Red flags that should make you pause
Some contract provisions are common and workable. Others indicate either a problematic practice culture or terms that are genuinely harmful to sign.
Pause on:
- Non-competes longer than 2 years or with a radius above 20 miles in an urban market
- Employee-pays-tail on any termination, including employer-initiated
- RVU bonus threshold that current staff consistently miss
- Supervision fees deducted from your pay without a defined cap
- No orientation period or expectation of full productivity within 30 days
- Arbitration clauses that limit your ability to dispute a wrongful termination
Consider getting legal review if:
The contract involves an independent contractor structure rather than employment. IC arrangements shift tax obligations, malpractice responsibility, and supervision fee coverage to you. The hourly rate looks higher — but the true cost comparison requires accounting for self-employment tax, health insurance, DEA registration, and tail coverage.
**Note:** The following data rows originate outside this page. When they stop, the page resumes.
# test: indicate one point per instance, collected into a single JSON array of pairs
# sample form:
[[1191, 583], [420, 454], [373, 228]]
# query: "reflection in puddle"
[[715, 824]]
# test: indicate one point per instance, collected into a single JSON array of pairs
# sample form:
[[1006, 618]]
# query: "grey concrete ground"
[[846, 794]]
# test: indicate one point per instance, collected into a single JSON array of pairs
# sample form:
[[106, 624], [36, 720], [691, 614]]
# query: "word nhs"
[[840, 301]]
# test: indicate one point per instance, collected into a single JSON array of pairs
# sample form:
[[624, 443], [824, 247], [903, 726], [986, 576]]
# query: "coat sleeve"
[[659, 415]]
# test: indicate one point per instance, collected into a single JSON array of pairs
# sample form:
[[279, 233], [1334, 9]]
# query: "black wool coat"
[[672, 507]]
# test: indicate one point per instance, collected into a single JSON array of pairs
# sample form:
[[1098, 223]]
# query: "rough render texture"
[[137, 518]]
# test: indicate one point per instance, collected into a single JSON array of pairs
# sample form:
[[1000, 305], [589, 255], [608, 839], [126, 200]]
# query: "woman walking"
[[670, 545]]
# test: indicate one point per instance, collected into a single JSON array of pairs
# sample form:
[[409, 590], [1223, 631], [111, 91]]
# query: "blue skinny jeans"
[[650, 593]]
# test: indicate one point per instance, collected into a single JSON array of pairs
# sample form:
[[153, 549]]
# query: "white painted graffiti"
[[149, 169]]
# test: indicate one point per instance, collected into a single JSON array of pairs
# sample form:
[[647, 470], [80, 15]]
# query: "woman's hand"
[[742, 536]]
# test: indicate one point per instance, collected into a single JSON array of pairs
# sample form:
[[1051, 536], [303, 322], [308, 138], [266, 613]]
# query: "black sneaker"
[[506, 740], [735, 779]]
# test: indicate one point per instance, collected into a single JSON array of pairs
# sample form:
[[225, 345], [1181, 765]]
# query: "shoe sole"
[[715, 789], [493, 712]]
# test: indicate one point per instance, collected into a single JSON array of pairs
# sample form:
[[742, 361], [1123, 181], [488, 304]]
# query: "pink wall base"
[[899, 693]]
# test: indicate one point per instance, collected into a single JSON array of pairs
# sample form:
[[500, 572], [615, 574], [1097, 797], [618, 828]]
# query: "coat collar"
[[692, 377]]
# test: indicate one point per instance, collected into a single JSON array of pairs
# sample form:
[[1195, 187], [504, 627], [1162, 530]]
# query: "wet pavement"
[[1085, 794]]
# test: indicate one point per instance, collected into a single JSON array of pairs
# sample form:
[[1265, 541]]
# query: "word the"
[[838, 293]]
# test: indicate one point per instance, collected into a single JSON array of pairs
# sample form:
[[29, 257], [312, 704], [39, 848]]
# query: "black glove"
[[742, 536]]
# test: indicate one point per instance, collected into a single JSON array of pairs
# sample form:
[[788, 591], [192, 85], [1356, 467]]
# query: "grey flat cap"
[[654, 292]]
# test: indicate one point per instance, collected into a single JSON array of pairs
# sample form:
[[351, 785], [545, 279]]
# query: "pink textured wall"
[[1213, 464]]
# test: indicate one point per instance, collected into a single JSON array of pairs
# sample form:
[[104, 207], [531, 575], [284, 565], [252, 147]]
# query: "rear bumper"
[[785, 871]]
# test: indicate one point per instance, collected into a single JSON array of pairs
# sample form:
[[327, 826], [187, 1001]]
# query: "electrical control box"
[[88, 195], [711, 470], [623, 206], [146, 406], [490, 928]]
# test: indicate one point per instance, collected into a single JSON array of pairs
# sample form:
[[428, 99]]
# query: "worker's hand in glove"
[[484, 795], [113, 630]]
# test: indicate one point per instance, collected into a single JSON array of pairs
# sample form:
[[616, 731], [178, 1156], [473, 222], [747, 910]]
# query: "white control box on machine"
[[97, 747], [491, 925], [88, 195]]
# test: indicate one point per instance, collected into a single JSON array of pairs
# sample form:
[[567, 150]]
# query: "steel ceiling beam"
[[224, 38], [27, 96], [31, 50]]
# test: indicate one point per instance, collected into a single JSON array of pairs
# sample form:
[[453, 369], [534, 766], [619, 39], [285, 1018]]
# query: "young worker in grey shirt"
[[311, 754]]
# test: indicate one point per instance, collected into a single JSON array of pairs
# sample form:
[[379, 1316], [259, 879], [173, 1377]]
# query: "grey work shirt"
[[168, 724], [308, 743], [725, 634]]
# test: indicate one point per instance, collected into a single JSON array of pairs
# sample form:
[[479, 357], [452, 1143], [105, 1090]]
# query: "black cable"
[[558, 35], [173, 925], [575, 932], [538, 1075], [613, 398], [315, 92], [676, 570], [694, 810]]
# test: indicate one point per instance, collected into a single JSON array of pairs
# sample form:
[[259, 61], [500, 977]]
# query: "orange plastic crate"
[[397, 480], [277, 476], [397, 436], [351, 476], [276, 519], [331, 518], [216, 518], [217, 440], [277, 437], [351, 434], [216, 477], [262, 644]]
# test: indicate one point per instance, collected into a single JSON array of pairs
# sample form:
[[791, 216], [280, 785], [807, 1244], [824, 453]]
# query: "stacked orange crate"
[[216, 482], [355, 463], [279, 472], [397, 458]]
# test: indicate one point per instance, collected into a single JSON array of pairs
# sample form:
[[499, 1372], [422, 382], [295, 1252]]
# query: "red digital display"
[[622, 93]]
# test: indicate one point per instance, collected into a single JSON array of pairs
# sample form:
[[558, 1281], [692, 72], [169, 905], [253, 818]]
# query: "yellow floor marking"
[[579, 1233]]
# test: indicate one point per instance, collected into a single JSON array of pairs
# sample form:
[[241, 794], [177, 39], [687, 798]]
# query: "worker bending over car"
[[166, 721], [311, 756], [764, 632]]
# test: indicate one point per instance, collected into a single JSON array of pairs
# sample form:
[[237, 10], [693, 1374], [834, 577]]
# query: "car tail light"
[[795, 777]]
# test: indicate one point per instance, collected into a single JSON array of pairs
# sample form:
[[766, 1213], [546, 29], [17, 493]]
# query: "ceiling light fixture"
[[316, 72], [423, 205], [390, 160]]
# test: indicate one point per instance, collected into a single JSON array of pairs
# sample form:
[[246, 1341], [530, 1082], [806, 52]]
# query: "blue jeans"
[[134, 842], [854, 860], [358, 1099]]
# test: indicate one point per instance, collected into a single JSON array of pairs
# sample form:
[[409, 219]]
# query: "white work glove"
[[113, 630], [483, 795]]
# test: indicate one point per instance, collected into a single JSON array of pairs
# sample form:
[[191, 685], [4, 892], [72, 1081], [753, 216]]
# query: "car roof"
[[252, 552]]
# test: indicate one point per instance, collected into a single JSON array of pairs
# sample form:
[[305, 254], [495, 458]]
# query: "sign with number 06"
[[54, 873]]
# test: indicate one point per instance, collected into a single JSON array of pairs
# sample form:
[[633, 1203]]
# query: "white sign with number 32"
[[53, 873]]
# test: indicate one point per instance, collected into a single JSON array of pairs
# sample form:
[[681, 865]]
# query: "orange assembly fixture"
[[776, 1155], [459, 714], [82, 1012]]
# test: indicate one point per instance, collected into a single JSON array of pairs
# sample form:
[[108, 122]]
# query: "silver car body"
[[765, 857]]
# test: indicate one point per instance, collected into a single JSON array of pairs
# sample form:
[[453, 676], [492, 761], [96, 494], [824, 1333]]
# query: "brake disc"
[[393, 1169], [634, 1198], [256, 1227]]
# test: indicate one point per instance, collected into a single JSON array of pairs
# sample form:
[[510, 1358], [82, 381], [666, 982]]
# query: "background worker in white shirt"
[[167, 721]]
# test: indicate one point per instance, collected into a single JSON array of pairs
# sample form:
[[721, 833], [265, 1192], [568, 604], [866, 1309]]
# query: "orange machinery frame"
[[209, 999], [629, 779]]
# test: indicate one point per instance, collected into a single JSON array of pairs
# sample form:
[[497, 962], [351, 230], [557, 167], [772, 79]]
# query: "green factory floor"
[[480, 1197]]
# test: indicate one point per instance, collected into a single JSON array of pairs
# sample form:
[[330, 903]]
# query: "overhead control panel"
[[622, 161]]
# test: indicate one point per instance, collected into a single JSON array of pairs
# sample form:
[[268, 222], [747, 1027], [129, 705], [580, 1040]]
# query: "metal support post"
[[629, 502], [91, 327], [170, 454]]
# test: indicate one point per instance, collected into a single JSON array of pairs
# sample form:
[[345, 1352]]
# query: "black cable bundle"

The general nursing employment contract guide covers foundational contract terms (non-compete basics, sign-on bonus clawbacks, scheduling language) that apply to NP contracts as well. This guide focuses on provisions specific to NP employment.
Working with an attorney
NP contract review attorneys typically charge $300 to $700 for a single contract review and usually turn the report around in 48 to 72 hours. For a contract that governs your income for the next 2 to 3 years, this is a reasonable investment.
Attorneys who specialize in healthcare employment — particularly APP contracts — know the market norms for your state and specialty. They can tell you whether the non-compete is aggressive or standard, whether the RVU threshold is realistic, and how to phrase the negotiation ask professionally.
If attorney review isn’t in the budget, the NP community on forums like Student Doctor Network and Reddit’s r/nursepractitioner has substantial discussion of real contract terms across specialties and regions. Read several dozen threads before accepting your offer.
Negotiation approach
Lead with one or two changes, not a list of ten. A well-framed ask looks like: “I’d like to discuss the non-compete radius — given the practice geography, 20 miles would significantly limit my options if things don’t work out. Would you consider 10 miles or a shorter duration?” That’s specific, professional, and gives them an easy yes.
Salary negotiation for NPs follows the same logic: anchor with a specific number rather than a range, reference benchmark data (AANP salary surveys, MGMA data), and give the employer a reason to say yes. “Based on MGMA data for family practice NPs in this region, a base of $X would be in the 50th percentile — I’d like to start there.”
As a new NP, your negotiating leverage is limited but not zero. Employers value a candidate who communicates professionally and knows the terms — it signals they’ll be a capable, organized clinician. The negotiation is part of the first impression.